Ich muss sagen, dass ich in verschiedenen musikalischen Gemeinschaften akzeptiert wurde und nicht viele Probleme mit dem Gefühl hatte, ungerecht behandelt zu werden, weil ich eine Frau bin. Das ist meine Welt, und das Geschlecht spielt dabei keine Rolle. Ich bin eine Künstlerin wie alle anderen auch. Ich bin die einzige Frau in meiner Band und Crew, die zufällig auch die Hauptrolle spielt – alle sind extrem respektvoll und wir arbeiten als solide Einheit.
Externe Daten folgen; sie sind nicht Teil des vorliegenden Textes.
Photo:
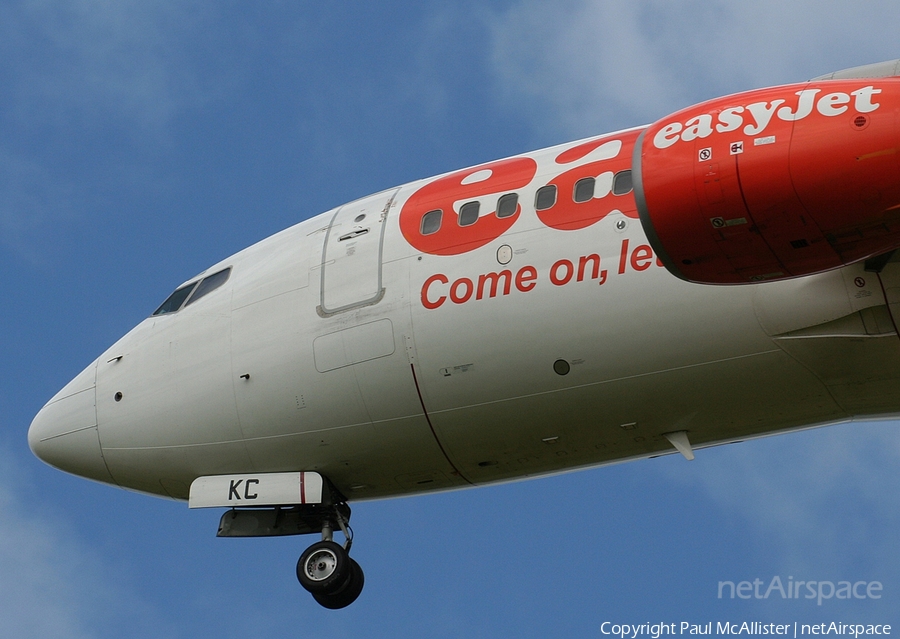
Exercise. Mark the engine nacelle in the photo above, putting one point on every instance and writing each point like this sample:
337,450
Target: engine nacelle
773,183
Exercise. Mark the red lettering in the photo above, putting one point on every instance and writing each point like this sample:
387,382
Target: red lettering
431,280
526,278
623,256
554,272
442,194
494,279
582,263
642,258
455,297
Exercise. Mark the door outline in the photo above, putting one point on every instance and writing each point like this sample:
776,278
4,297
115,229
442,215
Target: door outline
323,311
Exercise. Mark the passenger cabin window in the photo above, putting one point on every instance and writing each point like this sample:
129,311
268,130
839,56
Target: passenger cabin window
468,213
545,197
507,204
209,284
175,300
431,222
584,189
203,287
622,183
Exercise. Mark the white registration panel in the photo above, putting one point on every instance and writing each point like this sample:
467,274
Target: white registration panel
260,489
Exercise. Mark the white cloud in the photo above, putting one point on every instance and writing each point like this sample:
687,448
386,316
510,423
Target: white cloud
592,65
72,62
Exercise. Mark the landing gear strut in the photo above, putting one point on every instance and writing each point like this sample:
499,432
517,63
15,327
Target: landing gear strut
326,570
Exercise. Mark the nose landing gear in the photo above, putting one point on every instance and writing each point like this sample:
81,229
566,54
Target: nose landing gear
326,570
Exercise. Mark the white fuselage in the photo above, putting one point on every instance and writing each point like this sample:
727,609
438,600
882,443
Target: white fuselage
336,346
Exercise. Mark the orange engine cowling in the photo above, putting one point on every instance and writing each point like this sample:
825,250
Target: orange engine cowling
773,183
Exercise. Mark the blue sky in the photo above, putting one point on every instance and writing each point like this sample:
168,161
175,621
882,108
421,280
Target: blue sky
142,141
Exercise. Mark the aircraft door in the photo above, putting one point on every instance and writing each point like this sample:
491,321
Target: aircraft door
351,257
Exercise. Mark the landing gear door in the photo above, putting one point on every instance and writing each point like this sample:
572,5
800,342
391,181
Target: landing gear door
351,257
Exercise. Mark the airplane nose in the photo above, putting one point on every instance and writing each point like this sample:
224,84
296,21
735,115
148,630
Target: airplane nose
64,432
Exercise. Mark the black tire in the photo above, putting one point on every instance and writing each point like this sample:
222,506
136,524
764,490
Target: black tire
324,567
345,595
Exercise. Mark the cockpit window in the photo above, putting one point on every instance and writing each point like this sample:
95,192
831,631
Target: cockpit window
175,300
209,284
204,287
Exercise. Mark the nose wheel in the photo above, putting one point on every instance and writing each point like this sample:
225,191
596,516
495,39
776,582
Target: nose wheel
326,570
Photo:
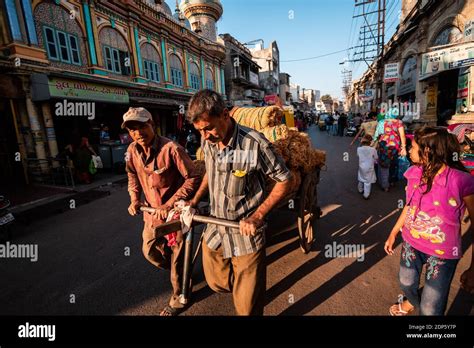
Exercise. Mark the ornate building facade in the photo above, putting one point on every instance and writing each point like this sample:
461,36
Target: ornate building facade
111,54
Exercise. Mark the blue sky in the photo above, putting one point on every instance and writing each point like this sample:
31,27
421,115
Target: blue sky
318,27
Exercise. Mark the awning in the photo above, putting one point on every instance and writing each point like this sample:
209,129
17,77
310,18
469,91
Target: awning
44,88
454,57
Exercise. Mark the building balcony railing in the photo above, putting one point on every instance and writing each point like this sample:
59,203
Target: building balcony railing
171,24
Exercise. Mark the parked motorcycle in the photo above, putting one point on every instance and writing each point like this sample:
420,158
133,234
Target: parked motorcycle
351,129
6,219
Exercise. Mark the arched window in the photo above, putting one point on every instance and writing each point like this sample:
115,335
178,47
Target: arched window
447,36
209,79
176,69
59,35
115,51
194,75
408,78
151,62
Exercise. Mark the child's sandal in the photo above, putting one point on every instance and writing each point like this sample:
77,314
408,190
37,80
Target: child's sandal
397,311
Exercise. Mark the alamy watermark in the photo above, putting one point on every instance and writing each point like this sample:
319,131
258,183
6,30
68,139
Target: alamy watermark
335,250
238,156
402,109
69,108
21,251
37,331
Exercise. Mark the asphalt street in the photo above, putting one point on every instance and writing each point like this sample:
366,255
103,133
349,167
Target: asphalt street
90,261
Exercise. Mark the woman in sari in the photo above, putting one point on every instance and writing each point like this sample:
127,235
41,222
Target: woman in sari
390,135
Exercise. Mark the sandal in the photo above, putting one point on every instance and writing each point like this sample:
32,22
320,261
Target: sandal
169,311
396,310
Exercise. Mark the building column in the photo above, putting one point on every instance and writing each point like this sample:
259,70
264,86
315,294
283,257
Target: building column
30,24
217,78
35,125
25,130
90,32
99,67
188,74
186,79
20,141
136,53
203,73
222,81
164,57
13,20
50,131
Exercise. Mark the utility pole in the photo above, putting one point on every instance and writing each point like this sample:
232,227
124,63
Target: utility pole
371,35
372,39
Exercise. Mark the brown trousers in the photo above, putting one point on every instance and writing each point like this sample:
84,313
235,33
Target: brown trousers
245,276
158,253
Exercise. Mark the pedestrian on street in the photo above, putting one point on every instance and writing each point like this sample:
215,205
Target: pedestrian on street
391,144
329,122
164,173
341,124
438,192
335,124
366,174
234,259
367,128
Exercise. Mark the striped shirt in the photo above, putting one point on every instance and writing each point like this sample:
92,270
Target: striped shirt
236,177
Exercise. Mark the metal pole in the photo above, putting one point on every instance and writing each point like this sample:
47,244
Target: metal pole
187,268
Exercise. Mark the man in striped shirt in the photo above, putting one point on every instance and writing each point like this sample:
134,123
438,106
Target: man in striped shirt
238,160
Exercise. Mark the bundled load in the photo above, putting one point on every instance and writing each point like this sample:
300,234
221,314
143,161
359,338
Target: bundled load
200,167
297,152
257,118
293,146
199,154
275,133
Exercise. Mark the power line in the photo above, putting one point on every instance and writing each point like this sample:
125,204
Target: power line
316,57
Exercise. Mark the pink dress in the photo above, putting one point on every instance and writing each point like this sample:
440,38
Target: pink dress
433,221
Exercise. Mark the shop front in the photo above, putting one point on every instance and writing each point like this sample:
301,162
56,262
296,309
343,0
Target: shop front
79,109
406,89
448,72
12,147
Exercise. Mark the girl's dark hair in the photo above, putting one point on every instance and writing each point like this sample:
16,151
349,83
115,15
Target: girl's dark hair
437,147
366,140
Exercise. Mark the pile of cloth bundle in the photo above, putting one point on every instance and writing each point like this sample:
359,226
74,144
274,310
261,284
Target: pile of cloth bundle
294,147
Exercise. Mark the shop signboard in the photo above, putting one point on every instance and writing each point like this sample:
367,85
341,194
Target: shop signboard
463,90
446,59
408,78
70,89
253,78
391,72
469,31
368,95
432,97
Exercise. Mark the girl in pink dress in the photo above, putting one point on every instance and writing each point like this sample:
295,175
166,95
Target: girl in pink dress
438,191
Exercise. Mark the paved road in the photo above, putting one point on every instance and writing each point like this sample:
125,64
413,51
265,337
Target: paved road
84,266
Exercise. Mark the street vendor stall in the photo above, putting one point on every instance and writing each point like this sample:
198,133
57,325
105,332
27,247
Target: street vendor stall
301,158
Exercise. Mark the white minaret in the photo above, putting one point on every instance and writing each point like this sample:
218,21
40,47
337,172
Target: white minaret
203,15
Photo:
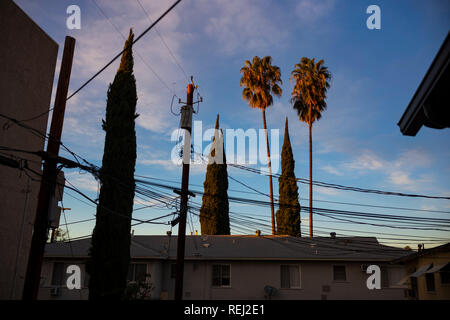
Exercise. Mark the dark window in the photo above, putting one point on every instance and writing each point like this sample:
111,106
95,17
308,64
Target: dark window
384,277
137,272
86,277
58,274
290,276
221,275
445,274
430,281
339,273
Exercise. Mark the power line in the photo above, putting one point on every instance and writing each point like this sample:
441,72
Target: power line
164,42
126,48
123,37
342,187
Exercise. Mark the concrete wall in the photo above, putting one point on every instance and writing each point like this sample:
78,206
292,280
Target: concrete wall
248,279
442,291
27,67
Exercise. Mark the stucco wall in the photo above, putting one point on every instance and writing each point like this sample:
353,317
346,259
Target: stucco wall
28,59
442,291
248,279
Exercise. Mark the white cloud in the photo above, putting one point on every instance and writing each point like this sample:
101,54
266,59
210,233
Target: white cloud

“The times they are a changin'” und ich denke, dass immer mehr Frauen in die Hauptrolle schlüpfen, so dass es heutzutage gar nicht mehr so ungewöhnlich ist. In Polen sehe ich einen ziemlich hohen Prozentsatz an Frauen, die auf Festivals den Weg ebnen. Bei allem, was politisch in der Welt passiert, sehen wir generell so viel mehr Akzeptanz und Toleranz in vielen Bereichen, wenn wir weiterhin das Schweigen brechen, öffentlich gegen Ungerechtigkeiten kämpfen und in Solidarität mit diesen Bewegungen zusammenstehen. Frauen sind fantastische Anführerinnen, Gitarristinnen, phänomenale Songwriterinnen und sind einfach knallharte Bandmitglieder. Punkt.
– MORIAH WOODS, Dark Folk aus Pulawy
Kunst ist ein kostbares Gut
Ich erinnere mich, dass ich auf einem wirklich großen Festival gespielt habe und der einzige weibliche Act im Line-Up war. Damals dachte ich nicht einmal, dass das seltsam sei… Aber mein Wunsch für die Musik-Industrie gilt nicht nur für Künstlerinnen. Ich habe das Gefühl, dass die Musik-Industrie zu sehr zu einer Industrie geworden ist oder vielleicht schon immer war. Eingängige Refrains, bezahlte Radio-Playlists, zurückgestellte Alben, Lebenskraft-aussaugende Plattenfirmenverträge, Altersdiskriminierung und so weiter… Kunst ist ein kostbares Gut! Meiner Meinung nach gleich neben Wasser. Mein Wunsch ist es, dass wir anfangen, sie wie ein kostbares Gut zu behandeln. Unsere Gesellschaft beschleunigt sich in Richtung Extreme und wie Terence McKenna sagte “…wenn die Künstler*innen den Weg nicht finden, dann kann der Weg nicht gefunden werden.” Die Zukunft ist emo.